General Motors has unveiled its strategy to offset the effects of the current crisis in Russia to its operations in the country. Its Opel division will exit Russia, shutting down its site in St. Petersburg by the end of 2015. Likewise, Chevrolet will scale back its presence in Russia, selling only “iconic” US-made models like the Corvette, Camaro and Tahoe.
GM will concentrate on selling premium Chevrolet and Cadillac vehicles in Russia. GM president Dan Ammann said in a statement that the change is part of the carmaker’s global strategy to ensure long-term sustainability in markets where it operates. He said that the decision avoids significant investment into a market that has “very challenging” long-term prospects.
Opel Group chief executive Karl-Thomas Neumann remarked they still expect a return to profitability next year and will stick to its long-term goals as defined in its DRIVE!2022 strategy. The carmaker expects to record up to around $600 million in net special charges -- including sales incentives, dealer restructuring, contract cancellations and severance-related costs -- primarily in the first quarter of 2015.
About $200 million of the net special charges will be non-cash expenses. RBC Capital analyst Joseph Spak said in a recent note to investors that he views GM’s move as “a near-to-mid-term positive but potentially a longer-term negative.”
He noted that the Russian market is plagued with a number of challenges like regulatory pressures, economic uncertainty and the low number of local suppliers.

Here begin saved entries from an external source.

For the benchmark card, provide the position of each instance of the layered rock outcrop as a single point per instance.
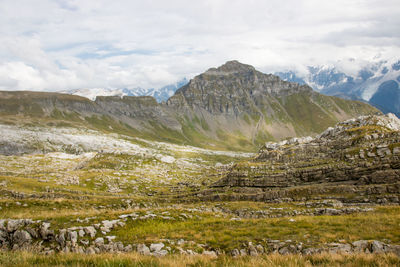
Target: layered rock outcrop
(359, 156)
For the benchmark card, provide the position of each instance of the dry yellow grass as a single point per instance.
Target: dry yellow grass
(133, 259)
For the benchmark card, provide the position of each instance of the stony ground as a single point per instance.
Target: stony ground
(93, 193)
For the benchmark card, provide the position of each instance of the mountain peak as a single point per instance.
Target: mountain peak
(232, 66)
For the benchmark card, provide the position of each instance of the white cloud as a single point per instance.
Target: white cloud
(67, 44)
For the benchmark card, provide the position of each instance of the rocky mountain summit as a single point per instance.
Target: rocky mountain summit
(357, 160)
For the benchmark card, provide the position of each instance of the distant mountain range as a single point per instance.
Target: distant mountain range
(377, 83)
(232, 107)
(161, 94)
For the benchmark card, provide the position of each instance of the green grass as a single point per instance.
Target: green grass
(226, 235)
(133, 259)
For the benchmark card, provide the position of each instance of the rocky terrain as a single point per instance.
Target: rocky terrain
(233, 107)
(355, 161)
(93, 178)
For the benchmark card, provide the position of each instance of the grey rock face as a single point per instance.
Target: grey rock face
(343, 155)
(22, 237)
(90, 230)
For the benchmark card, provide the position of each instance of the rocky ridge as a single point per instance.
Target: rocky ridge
(358, 157)
(232, 107)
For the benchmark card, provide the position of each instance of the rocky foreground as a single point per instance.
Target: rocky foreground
(337, 192)
(357, 161)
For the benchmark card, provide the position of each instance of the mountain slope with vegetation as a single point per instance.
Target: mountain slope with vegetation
(233, 107)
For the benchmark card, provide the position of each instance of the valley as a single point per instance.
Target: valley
(204, 178)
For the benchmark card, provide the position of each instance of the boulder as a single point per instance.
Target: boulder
(22, 237)
(156, 247)
(90, 230)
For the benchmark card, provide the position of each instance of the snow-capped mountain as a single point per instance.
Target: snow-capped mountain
(377, 83)
(161, 94)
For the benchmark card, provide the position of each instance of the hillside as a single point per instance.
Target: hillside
(356, 161)
(233, 107)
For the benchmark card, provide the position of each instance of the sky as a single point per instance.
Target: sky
(54, 45)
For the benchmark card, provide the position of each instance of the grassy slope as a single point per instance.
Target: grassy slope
(28, 259)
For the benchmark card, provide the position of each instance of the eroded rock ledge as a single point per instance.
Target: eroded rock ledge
(354, 160)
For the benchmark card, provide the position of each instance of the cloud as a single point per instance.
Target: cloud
(68, 44)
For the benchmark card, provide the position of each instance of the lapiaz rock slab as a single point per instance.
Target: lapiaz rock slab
(360, 157)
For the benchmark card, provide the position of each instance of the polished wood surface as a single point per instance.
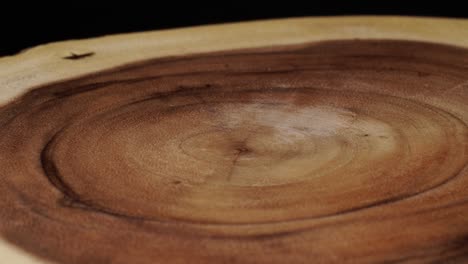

He remarked that the plan to withdraw Opel and most of its Chevrolet models from Russia could help GM achieve a goal of turning a profit in next year. Moreover, Joseph Spak noted that GM’s move is “in stark contrast to Ford,” which continues to view Russia as possible the next largest market in Europe. He estimates Chevrolet controlling about 5 percent of the Russian car market with Opel just having has a 3-percent share.